Tuesday, December 28, 2010

The Future of Work in America


The Great Recession represented a valuation re-set, an extinguishing of bloated and/or obsolete businesses and business plans, an acceleration of change in business practices and technology replacements for labor and a ground-up re-examination of the place of the “employee” in the American workforce. As a groundswell of Tea Party opposition rises against “Obamacare,” there is a hidden alteration in the “future job” landscape that might cause folks to reconsider such passionate opposition: the new job paradigm is “contract employment” (subcontractors working on a specific task for a defined period of time without any normal employment benefits), outsourcing (both foreign and domestic) where outside companies or individuals perform tasks once performed by permanent employees, and part-time employment. Independent contractors an d most part-time employees don’t get health insurance options or pension plans from their “employer.”

The lesson of the crash for many companies is how they could sustain and raise profits by cutting their workforce. They learned that having too many full-time workers requires housing them, giving them benefits and supporting them with human resources and other support staff… and sometimes dealing with union rules and pay scales. They came face-to-face with the “inflexibility” of large caches of employees in down economic cycles, the difficulty of implementing lay-offs, the disruption to morale and operational efficiency, and the natural trend of people who have jobs making themselves “indispensable” and requiring even more people to help them performing their “essential” tasks.

Add to this mix the expectations of a technologically sophisticated younger entry-level potential workforce, the ability to telecommute, the rapid changing of jobs as technology opens up new opportunities, and you begin to see a pattern of work, where benefits are no longer automatically provided by the core employer but are more likely to have to be generated by the individual. These are critical considerations as we overhaul our under-funded Social Security system and deal with how we provide healthcare to those who are not covered under employer plans.

The December 19th New York Times: “Temporary workers are starting to look, well, not so temporaryDespite a surge this year in short-term hiring, many American businesses are still skittish about making those jobs permanent, raising concerns among workers and some labor experts that temporary employees will become a larger, more entrenched part of the work force.

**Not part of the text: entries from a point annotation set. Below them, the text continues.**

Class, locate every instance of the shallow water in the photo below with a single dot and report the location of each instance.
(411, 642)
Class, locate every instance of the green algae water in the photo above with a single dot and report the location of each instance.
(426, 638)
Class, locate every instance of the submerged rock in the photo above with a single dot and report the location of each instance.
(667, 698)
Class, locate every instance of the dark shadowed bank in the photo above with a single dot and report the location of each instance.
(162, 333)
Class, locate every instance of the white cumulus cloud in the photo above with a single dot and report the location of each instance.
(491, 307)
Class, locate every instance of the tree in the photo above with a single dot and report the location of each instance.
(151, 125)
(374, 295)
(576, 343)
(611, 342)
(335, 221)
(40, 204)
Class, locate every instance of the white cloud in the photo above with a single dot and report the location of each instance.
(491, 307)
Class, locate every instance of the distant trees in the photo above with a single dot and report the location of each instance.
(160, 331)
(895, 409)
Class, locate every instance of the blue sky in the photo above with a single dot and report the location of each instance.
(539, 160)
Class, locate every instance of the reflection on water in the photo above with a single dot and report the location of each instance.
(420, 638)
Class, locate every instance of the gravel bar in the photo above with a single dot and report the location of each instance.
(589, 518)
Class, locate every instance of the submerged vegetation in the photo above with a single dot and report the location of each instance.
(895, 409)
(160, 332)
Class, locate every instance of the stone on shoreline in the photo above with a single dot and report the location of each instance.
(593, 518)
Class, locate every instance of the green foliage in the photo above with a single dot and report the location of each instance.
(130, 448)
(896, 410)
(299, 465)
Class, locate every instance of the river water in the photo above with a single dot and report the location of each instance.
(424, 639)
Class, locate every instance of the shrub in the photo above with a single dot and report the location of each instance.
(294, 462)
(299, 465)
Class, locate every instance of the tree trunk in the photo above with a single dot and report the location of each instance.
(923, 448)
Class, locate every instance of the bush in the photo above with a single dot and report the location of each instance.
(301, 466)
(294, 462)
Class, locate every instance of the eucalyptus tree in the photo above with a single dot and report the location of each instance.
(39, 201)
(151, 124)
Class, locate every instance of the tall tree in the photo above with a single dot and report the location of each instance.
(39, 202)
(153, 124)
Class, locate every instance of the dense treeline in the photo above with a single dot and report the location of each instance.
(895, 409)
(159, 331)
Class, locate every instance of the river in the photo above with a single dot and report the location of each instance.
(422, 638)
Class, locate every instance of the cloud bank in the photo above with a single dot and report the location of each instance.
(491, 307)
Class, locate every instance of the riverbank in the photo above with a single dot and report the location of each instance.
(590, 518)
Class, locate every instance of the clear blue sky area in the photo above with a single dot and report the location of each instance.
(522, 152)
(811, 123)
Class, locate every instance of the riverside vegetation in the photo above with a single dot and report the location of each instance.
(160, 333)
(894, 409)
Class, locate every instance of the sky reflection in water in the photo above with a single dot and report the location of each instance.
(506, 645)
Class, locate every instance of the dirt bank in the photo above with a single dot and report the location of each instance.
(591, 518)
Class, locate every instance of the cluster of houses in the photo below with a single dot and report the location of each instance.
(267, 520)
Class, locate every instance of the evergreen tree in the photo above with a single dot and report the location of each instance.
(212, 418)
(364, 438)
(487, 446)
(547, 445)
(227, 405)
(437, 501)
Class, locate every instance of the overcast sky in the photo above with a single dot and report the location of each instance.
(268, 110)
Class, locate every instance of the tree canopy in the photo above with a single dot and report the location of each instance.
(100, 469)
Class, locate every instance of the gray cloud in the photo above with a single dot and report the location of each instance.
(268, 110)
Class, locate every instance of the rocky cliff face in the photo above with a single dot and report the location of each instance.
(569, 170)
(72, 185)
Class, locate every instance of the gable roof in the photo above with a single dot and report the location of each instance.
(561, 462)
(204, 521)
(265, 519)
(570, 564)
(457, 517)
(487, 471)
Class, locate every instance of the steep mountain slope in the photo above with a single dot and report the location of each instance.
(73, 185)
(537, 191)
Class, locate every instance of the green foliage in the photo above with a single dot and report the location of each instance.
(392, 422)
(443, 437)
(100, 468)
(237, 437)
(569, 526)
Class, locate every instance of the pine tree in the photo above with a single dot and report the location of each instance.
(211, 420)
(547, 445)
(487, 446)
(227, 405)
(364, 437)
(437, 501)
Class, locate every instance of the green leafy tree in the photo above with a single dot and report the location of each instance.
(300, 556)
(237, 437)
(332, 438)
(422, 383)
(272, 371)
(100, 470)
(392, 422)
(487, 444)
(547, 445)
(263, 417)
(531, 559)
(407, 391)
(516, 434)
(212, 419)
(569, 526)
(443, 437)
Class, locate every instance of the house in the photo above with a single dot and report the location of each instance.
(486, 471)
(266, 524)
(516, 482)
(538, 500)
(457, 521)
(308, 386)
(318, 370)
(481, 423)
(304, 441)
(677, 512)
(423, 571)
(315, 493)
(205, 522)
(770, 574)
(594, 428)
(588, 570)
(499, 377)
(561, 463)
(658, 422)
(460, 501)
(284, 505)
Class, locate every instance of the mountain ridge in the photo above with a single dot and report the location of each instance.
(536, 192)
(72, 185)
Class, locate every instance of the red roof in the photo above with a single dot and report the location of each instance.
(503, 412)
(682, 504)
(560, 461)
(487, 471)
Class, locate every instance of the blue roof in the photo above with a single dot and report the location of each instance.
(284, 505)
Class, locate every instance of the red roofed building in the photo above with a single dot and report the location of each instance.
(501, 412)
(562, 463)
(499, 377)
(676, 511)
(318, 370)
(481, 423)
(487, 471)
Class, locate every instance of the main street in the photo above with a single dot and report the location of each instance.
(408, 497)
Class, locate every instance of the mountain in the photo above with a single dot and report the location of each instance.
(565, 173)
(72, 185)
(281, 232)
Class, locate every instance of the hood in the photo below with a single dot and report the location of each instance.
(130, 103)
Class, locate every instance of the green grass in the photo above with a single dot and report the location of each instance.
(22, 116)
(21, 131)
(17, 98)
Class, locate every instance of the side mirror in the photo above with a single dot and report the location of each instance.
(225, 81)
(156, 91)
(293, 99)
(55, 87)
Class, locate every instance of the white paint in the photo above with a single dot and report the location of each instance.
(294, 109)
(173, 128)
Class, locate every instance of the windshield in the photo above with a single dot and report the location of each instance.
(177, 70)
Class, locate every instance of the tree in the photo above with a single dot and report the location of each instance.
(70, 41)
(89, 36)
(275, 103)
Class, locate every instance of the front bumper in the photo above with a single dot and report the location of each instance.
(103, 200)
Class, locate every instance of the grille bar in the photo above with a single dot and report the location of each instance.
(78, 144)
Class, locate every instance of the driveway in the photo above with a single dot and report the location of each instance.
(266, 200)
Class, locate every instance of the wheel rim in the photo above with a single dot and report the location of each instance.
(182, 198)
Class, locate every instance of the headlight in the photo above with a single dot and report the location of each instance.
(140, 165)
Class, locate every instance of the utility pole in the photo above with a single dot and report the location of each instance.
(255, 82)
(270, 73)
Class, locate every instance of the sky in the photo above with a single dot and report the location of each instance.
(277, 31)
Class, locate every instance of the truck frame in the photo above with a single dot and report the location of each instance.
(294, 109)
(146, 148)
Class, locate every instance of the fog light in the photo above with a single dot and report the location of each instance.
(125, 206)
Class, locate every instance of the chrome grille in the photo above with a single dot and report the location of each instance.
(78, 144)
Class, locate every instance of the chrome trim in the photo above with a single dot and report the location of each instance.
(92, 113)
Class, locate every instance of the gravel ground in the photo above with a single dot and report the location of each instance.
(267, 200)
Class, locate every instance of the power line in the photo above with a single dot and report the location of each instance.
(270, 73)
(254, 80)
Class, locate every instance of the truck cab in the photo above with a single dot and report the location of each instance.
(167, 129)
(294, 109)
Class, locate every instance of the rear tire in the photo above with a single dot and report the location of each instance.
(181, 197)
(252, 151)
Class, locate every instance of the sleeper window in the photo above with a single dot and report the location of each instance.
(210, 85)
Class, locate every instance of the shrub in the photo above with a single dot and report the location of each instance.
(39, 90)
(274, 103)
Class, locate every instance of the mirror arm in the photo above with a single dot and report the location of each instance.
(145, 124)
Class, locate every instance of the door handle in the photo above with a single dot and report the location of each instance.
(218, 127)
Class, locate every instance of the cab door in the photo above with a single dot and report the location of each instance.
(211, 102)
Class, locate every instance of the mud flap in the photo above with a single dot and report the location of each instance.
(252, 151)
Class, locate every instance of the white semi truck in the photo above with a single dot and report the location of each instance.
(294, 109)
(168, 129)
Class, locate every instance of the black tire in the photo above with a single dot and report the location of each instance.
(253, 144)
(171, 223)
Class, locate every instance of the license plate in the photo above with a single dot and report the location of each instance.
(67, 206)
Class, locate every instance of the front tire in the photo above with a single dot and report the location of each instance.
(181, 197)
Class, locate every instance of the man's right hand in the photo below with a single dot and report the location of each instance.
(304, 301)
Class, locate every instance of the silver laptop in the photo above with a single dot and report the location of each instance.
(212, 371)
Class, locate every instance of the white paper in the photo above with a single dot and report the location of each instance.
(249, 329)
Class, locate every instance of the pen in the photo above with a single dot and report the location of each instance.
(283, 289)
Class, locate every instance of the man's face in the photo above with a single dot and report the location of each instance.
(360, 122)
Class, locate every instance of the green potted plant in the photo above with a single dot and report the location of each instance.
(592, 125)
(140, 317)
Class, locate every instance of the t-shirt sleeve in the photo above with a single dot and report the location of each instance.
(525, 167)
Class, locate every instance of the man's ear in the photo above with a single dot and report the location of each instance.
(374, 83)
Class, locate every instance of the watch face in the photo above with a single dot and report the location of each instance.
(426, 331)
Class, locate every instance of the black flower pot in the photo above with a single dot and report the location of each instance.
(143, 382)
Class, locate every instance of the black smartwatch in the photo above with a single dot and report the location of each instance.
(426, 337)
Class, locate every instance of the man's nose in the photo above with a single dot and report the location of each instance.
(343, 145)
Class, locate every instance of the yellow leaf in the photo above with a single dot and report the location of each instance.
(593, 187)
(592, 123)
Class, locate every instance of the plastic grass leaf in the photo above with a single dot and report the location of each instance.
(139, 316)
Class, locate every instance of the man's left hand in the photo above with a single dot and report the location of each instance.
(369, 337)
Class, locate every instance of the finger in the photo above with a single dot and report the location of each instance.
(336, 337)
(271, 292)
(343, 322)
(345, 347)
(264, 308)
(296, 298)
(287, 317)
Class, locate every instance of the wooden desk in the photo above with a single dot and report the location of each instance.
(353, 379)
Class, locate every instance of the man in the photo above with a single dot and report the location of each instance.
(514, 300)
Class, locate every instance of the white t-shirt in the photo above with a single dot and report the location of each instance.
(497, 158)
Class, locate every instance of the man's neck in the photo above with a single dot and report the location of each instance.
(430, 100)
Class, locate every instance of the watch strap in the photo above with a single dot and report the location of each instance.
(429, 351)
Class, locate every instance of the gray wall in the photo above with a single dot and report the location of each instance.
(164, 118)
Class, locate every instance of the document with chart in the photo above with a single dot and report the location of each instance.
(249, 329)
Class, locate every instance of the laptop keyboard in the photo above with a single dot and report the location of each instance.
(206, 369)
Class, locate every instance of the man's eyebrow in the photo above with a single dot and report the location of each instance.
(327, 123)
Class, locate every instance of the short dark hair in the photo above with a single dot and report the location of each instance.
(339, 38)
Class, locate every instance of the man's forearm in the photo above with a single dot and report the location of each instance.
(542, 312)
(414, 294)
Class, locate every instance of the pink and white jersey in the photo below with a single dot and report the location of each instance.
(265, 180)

“‘We’re in a period where uncertainty seems to be going on forever,’ said David Autor, an economist at the Massachusetts Institute of Technology. ‘So this period of temporary employment seems to be going on forever.’… This year, companies have hired temporary workers in significant numbers. In November, they accounted for 80 percent of the 50,000 jobs added by private sector employers, according to the Labor Department. Since the beginning of the year, employers have added a net 307,000 temporary workers, more than a quarter of the 1.17 million private sector jobs added in total.” When consumer confidence and underlying demand is anything but predictable in this marketplace, bringing back full-time employees in this period of uncertainty is a non-starter for too many American employers. But more significantly, this ability to expand and contract like an accordion to meet actual consumer demands is very likely to become a permanent part of the American labor landscape, and it will vitally change who we are and what we expect out of life. We must adapt to the obvious and find a way to prosperity through this new and obvious trend.

I’m Peter Dekom, and fundamental societal changes are truly hard to accept and profoundly disruptive, but the signs are clearly on the wall.